Mr. DeHart said businesses will either have to increase prices, which isn't always possible, or decrease costs such as employee benefits or general spending. Some business owners may even consider hiring contractors instead of full-time employees.
He said EI changes won't deter him from hiring staff as needed, but he may have to rethink benefits and potential raises if revenues don't also increase.
"That is how the mind of a small-business owner has to work. Do I give raises this year? Do I take away some of the benefits?" Mr. DeHart said. "Those are some of the things we have to start looking at when these changes happen."
The CFIB has been lobbying the government to either extend the small-business job credit or a permanently lower EI premium rate for small businesses, which employ 90 per cent of the private sector work force and account for about 40 per cent of GDP.
"Our concern is that, at a time when the government will be counting on small business to get back into the job creation game, and at a time when the Liberals are announcing seven straight years of CPP increases, they will be increasing payroll taxes on small employers," CFIB president Dan Kelly said.
"These aren't giant increases … but it isn't going to provide any relief either. It makes me wonder where governments are thinking small businesses are going to find all of the new dollars to pay into the system."
It's still possible the government could introduce a credit for 2017 in its next budget, Mr. Kelly said, given that it wouldn't have to be paid out until 2018.
"It's not impossible for the government to take a different position on this," Mr. Kelly said. "Unfortunately, at the moment, there appears to be no plan to do that."
The other option could be a job credit linked to youth training, which is an unfulfilled promise the Liberals made during the last election.

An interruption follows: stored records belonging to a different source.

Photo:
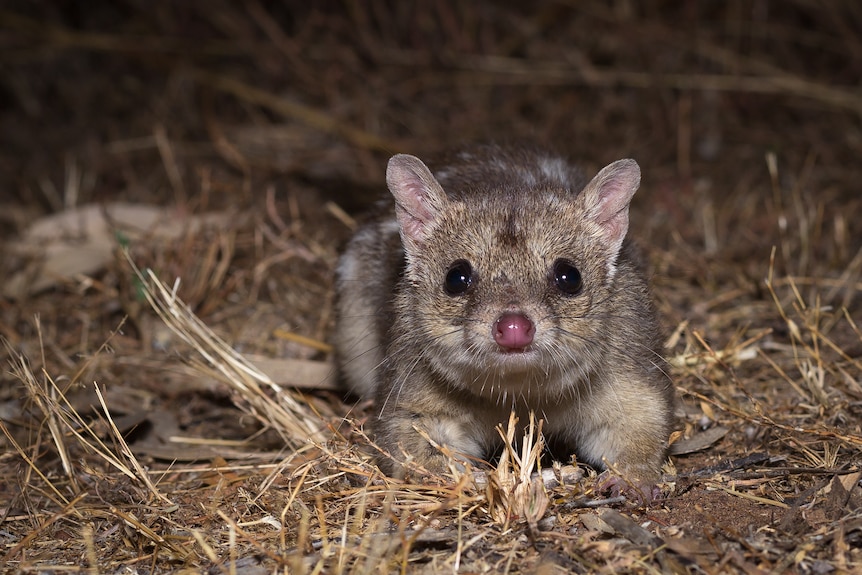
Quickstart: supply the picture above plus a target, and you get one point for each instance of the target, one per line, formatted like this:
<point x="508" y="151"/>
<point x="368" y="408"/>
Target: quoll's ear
<point x="419" y="198"/>
<point x="607" y="196"/>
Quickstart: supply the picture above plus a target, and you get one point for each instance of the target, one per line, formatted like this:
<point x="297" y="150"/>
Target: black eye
<point x="459" y="278"/>
<point x="567" y="278"/>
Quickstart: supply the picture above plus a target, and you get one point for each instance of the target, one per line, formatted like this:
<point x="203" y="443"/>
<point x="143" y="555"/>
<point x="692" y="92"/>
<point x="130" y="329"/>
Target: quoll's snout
<point x="513" y="331"/>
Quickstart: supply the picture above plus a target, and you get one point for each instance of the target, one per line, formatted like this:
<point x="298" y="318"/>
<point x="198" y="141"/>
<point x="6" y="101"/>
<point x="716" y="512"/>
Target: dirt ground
<point x="230" y="146"/>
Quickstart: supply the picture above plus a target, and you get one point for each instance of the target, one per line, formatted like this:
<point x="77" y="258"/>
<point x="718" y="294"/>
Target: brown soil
<point x="278" y="120"/>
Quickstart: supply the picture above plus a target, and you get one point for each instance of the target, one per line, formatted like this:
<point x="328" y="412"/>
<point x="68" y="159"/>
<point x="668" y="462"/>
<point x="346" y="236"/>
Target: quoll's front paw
<point x="639" y="493"/>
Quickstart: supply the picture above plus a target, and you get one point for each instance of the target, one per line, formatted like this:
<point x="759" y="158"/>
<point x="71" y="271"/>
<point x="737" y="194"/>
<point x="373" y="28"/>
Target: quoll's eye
<point x="459" y="278"/>
<point x="567" y="278"/>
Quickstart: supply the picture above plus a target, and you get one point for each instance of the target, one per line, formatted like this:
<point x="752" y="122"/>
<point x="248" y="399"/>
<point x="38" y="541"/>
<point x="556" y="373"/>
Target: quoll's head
<point x="514" y="279"/>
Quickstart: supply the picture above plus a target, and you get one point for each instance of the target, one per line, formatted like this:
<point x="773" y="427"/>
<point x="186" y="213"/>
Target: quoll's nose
<point x="513" y="331"/>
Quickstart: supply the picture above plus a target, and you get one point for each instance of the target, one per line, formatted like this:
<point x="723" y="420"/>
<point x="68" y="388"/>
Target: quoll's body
<point x="504" y="282"/>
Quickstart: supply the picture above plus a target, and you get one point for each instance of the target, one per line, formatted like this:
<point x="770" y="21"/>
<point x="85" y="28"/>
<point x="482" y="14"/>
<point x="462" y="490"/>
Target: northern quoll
<point x="503" y="281"/>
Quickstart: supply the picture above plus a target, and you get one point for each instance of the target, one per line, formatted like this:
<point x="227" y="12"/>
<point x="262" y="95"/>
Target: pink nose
<point x="513" y="331"/>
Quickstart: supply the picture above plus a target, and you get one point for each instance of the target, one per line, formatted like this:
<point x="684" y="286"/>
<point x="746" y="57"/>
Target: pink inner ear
<point x="608" y="196"/>
<point x="418" y="195"/>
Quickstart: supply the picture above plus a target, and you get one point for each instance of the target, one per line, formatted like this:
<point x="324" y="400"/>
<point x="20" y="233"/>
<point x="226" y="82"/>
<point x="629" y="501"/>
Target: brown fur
<point x="429" y="358"/>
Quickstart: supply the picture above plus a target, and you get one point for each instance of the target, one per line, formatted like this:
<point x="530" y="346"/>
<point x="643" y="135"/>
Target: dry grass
<point x="138" y="436"/>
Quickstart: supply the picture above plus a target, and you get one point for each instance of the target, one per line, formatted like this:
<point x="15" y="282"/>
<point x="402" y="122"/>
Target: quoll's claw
<point x="639" y="494"/>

The Liberals said they would offer a 12-month holiday on EI premiums to employers who give permanent jobs to people aged 18 to 24.
Ottawa says all employers, large and small, will pay premiums calculated on the same base rate in 2017.
"Employers previously eligible for the small-business job credit will see their effective premium rate increase by about 4 cents in 2017. Setting the premium rate at this level will enable investments in the program to strengthen EI to meet the needs of workers and employers today and in the future," a spokesperson from Employment and Social Development Canada said in an e-mail response to questions.
"These investments include helping employers and employees avoid layoffs by temporarily extending the maximum duration of work-sharing agreements from 38 weeks to 76 weeks."
That extension of the program, which allows employees with reduced work hours to receive EI after a business slowdown, was announced in April. It's geared in large part to employees affected by the downturn in the commodities sector.
While the loss of the job credit is "an annoyance" it won't affect how Toronto-based Flip Accounting Inc. does business, or works with its clients, co-founder Matt Hicks said.
He described the impact as "fairly low."
"This isn't going to be a deal breaker for small businesses to hire an extra person," Mr. Hicks said. "You aren't going to be held back in expanding your business."